It's clear that both Haines and Broderick revel in their craft: neither has ever seemed reluctant to share their music. Over the last eight years or so, Haines has accumulated four albums that find him drifting from Arvo Pärt influenced neo-classicism to dense electronic soundscapes. Broderick, meanwhile, has been almost absurdly prolific: he's released ten solo albums - as well as countless collaborations - and these have traced an eccentric path, from the reflective instrumentals of 2007's Float, which sometimes echoed the work of his labelmate Ólafur Arnalds, to idiosyncratic compositions such as the genuinely moving 'Freyr!' (from 2012's These Walls Of Mine), which employed one of his father's emails to address the loss of a childhood pet cat.

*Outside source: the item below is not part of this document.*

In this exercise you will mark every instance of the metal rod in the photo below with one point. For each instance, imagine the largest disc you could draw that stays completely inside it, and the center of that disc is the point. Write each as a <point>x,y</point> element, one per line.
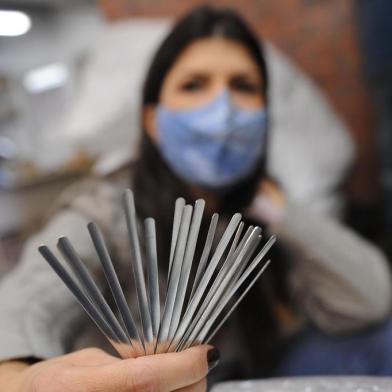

Broderick, however, has been steered by a recognisable aesthetic throughout, and this latest collaboration – born of the his and Haines' shared obsession with dub – often feels like it's a remix album of his unreleased material. Haines might not appreciate that focus on his partner's art, but Broderick's presence, and the shape and style of what's on offer here, suggest it was Haines' role to disrupt something that already existed rather than create music from scratch. No doubt the roles were shared, but for much of this release, he seems to take Broderick's charming but unusual songs, lay down sparse but heavy bass foundations, and add percussion that twitches around multi-tracked vocals at times swathed in subtle effects.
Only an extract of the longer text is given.